Urla di gioia risuonano dall’entrata della casa. Si tratta di una vicina che porta delle notizie: una giovane ragazza di Kocho è riuscita a scappare e ben presto dovrebbe arrivare a Dohuk. Sono sempre più le donne che riescono a fuggire, vengono poi recuperate dai passatori che aiutano gli yazidi a lasciare il territorio dell’ISIS.

Dopo il nostro arrivo a Dohuk, restammo qualche giorno nella casa di un notabile del posto. Azad cercava di trovarci un tetto sopra la testa, ma c’erano talmente tanti rifugiati nella città che i prezzi esplosero. A causa degli eventi, l’affitto di una casa nel villaggio era aumentato di 200 dollari, quindi ormai si arrivava a 700 dollari, perfino 1000 per un piccolo appartamento in città. Ecco che all’entrata della città cominciarono ad estendersi dei giganteschi campi profughi.

Azad non voleva che ci sistemassimo in un campo, anche se l’acqua, l’elettricità e il cibo erano gratis. Diceva che c’erano stati degli incidenti: alcune tende avevano preso fuoco per via dei riscaldamenti in cherosene e donne e bambini erano morti bruciati vivi all’interno. Mio fratello voleva soltanto trovare un luogo sicuro e confortevole dove potessimo sistemarci tutti insieme, avevamo sofferto abbastanza, diceva.

Poi finalmente, nei pressi di un villaggio della frontiera siriana, Azad trovò una casa in costruzione. Il suo proprietario era in Germania ma Azad riuscì a raggiungerlo. Era un uomo generoso che accettò di prestarci la sua casa per trascorrervi almeno l’inverno.
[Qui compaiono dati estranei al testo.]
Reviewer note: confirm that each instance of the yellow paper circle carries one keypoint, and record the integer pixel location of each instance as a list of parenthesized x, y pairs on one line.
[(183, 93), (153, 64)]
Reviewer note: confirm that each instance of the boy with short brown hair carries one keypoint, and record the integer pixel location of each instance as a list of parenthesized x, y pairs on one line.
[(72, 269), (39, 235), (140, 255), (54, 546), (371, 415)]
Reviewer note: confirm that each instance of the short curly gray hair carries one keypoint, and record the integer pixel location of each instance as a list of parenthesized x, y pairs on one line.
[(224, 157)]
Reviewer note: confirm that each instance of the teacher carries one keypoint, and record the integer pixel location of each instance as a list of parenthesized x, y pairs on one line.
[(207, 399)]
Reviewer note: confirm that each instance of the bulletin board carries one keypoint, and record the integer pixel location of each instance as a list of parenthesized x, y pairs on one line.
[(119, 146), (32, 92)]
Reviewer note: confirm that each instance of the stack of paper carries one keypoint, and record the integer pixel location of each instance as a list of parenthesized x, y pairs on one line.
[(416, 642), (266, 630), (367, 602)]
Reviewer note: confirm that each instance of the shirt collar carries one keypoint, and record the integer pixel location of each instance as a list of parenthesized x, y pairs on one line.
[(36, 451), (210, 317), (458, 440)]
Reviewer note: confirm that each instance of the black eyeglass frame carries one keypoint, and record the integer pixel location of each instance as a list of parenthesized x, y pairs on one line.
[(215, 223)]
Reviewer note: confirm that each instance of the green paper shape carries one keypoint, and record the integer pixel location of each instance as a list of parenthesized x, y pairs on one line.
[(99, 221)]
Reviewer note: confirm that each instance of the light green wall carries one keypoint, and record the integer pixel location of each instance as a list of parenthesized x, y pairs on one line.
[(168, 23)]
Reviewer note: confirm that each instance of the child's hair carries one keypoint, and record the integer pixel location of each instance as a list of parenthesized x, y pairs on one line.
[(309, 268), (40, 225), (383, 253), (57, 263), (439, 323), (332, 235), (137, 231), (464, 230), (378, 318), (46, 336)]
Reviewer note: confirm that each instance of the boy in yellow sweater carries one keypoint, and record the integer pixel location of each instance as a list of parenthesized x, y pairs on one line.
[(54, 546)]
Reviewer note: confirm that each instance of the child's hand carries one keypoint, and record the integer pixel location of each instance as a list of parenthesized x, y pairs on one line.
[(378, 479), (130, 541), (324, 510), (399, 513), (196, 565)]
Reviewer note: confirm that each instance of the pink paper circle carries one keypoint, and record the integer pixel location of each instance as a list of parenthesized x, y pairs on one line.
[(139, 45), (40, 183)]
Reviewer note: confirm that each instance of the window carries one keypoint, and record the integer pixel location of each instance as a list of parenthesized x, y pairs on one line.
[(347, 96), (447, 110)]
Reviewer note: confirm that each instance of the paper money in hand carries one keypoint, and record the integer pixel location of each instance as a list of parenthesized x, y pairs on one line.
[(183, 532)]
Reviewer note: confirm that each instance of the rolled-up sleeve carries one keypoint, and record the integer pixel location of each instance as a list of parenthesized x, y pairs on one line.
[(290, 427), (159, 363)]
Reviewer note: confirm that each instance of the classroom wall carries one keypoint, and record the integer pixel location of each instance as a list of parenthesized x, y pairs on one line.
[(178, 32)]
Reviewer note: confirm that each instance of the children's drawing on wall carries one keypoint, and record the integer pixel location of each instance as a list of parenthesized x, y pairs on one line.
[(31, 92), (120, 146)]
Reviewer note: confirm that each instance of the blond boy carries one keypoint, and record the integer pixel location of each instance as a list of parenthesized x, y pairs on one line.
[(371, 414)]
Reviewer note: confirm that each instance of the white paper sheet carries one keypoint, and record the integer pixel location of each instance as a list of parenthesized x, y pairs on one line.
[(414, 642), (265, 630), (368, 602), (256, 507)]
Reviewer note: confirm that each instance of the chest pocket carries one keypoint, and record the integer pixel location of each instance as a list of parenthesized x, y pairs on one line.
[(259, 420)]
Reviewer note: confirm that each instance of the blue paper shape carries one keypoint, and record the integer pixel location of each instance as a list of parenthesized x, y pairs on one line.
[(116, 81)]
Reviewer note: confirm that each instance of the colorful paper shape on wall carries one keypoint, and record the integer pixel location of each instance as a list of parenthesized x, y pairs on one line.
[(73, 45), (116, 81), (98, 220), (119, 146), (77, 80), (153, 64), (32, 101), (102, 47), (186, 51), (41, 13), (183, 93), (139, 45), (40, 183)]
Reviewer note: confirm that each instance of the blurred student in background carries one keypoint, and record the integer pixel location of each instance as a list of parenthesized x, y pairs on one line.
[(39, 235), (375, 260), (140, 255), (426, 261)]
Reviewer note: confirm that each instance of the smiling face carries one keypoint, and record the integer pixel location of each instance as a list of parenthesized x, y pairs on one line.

Utilizzando dei cavi, Azad riesce ad installare l’elettricità all’interno della casa. Nella prima stanza è così freddo e umido che il nostro respiro produce vapore.

La seconda stanza invece è in nudo calcestruzzo grigio e un telone bianco si staglia per coprire la cornice di una finestra spalancata. Anche se è una casa in via di costruzione, siamo al sicuro qui. Tuttavia, non posso fare a meno di pensare che siamo sempre in una prigione. Non abbiamo più i nostri genitori, solo i nostri occhi per piangerli. Ci sentiamo abbandonati.